In der Urteilsbegründung führen die Richter des 15 Senats am Oberlandesgericht Köln aus, dass in den von den Beklagten veröffentlichten Artikeln auch ohne eine namentlich vollständige Erwähnung des Klägers oder der Hauptbelastungszeugin aus dem gegen ihn geführten, mit einem Freispruch abgeschlossenen Strafverfahren ein deutlicher Bezug zum Kläger erkennbar wird. Der Leser wird durch den zusätzlichen Hinweis auf „ 86800 geschätzte vergewaltigte Frauen, die ihren Vergewaltiger nie angezeigt haben…“ zu der Erkenntnis geführt, dass auch der Kläger nach seinem Freispruch zu den nicht bestraften Vergewaltigern gehört. Dem Leser wird suggeriert, dass die Verteidigung mit ihren Argumenten, für die in der Öffentlichkeit Schlagworte wie „ einverständlicher Sex“ und „Unschuldsvermutung“ standen, hier nur zur Verdeckung einer in Wirklichkeit begangenen Vergewaltigung durch Zerstörung der Glaubwürdigkeit des Opfers gedient hätte.

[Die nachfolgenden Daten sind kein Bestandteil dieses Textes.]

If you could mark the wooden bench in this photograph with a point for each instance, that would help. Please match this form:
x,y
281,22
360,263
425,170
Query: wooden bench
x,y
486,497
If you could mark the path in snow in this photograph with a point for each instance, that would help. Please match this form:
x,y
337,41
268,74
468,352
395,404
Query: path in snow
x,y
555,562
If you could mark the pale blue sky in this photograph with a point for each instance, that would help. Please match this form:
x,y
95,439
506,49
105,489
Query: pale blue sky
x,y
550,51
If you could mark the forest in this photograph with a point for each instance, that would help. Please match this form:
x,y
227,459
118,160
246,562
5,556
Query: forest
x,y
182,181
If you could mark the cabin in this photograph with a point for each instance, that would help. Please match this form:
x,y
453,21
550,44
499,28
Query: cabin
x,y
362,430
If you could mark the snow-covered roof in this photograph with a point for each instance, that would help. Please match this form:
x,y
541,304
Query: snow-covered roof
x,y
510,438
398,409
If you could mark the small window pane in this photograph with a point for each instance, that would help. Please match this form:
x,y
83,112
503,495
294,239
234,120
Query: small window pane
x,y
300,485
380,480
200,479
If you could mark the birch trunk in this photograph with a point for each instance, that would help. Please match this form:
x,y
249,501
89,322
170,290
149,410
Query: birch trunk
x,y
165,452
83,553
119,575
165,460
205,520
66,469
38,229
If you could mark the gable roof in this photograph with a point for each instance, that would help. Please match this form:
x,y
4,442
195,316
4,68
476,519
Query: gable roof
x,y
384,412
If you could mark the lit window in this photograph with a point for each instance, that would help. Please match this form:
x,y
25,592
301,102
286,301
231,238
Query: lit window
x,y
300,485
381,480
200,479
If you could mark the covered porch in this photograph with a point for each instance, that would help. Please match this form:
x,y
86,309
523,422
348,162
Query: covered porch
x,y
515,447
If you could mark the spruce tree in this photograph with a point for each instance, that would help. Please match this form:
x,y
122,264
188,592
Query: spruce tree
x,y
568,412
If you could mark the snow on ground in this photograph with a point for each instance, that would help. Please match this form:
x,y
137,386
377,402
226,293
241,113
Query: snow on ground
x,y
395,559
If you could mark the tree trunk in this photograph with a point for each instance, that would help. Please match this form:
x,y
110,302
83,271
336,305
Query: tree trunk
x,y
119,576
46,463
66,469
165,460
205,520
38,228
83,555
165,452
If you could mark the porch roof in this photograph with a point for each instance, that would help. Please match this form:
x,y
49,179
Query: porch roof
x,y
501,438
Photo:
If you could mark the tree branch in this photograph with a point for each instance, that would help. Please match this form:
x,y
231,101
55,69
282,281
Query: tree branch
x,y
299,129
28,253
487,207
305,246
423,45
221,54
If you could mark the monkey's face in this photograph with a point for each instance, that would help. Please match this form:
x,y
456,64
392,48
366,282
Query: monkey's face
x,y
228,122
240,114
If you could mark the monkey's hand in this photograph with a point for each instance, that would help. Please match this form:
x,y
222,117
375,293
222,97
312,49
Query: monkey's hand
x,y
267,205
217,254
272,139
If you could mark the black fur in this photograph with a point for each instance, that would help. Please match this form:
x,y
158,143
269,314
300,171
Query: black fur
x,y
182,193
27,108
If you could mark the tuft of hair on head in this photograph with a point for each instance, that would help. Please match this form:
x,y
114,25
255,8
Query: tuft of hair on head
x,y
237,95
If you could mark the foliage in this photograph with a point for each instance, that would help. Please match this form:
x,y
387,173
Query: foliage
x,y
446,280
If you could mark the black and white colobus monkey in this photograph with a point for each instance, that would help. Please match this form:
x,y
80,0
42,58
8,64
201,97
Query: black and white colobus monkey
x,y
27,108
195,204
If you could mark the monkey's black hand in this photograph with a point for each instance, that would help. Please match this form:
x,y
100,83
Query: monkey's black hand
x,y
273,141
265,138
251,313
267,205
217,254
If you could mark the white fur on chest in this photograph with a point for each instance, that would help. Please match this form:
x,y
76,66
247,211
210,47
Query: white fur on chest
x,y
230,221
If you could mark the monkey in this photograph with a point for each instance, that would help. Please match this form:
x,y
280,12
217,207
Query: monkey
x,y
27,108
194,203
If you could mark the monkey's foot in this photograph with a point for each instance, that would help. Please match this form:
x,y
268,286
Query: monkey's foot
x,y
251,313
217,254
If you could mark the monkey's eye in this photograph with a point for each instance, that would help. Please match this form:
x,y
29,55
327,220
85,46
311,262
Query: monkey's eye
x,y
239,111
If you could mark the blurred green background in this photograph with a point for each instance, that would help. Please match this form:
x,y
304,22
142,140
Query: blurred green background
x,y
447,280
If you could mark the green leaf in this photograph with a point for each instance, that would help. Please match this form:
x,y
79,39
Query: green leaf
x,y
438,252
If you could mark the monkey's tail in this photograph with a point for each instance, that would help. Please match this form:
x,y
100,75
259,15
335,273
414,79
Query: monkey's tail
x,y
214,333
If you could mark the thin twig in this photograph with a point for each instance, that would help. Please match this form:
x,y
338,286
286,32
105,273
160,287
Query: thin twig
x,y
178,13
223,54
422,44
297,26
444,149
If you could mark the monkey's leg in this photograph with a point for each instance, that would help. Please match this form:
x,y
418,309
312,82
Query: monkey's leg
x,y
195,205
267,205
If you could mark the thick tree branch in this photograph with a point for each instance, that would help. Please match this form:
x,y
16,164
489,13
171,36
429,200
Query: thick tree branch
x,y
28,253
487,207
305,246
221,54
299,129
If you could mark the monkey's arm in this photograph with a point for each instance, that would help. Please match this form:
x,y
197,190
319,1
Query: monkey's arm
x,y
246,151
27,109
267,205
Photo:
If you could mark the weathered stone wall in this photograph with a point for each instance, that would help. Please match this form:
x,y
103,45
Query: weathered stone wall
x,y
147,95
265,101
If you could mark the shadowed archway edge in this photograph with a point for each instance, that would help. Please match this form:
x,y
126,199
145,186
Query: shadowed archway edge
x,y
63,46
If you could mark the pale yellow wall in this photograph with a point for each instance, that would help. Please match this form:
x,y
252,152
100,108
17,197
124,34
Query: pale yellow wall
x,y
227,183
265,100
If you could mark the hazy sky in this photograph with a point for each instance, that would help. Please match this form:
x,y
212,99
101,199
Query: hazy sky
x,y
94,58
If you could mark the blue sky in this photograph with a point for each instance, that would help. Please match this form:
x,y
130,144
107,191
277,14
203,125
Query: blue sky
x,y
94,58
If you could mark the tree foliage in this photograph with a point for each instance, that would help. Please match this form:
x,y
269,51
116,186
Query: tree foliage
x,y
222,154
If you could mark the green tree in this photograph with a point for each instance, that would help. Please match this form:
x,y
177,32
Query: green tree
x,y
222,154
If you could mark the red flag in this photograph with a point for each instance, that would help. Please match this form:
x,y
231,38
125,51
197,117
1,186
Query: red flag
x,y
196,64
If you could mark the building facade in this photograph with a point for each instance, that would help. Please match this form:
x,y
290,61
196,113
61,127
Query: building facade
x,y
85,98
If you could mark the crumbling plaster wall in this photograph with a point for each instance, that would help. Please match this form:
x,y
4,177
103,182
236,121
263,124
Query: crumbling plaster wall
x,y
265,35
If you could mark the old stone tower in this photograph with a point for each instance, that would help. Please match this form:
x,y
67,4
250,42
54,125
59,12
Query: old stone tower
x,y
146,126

Durch die von den Beklagten zu verantwortende Formulierungsweise wurde nach Ansicht der Richter am Oberlandesgericht Köln eine verdeckte Tatsachenbehauptung in die Welt gesetzt. Diese Ansicht hatten in der Vorinstanz auch die erkennenden Richter am Landgericht Köln vertreten. Die behauptete Tatsache, dass der Kläger die Nebenklägerin „E“ vergewaltigt habe, wurde weder im Laufe des Strafverfahrens noch später durch die Beklagten bewiesen und stellt deshalb den §§ 823 BGB und 186 StGB nach einen rechtswidrigen Eingriff in die persönliche Integrität des Klägers dar. Diesem räumt der Gesetzgeber die Möglichkeit ein, sich gegen diesen Angriff auf sein grundgesetzlich geschütztes Persönlichkeitsrecht zu wehren und sofortige Unterlassung gemäß § 1004 BGB zu verlangen.
Das Oberlandesgericht Köln wertete die streitgegenständlichen journalistischen Äußerungen nicht als allgemeine, kritische Auseinandersetzung des Umgangs mit Frauen, die eine Vergewaltigung angezeigt haben, sondern als konkrete Anspielung auf den Prozess des Klägers.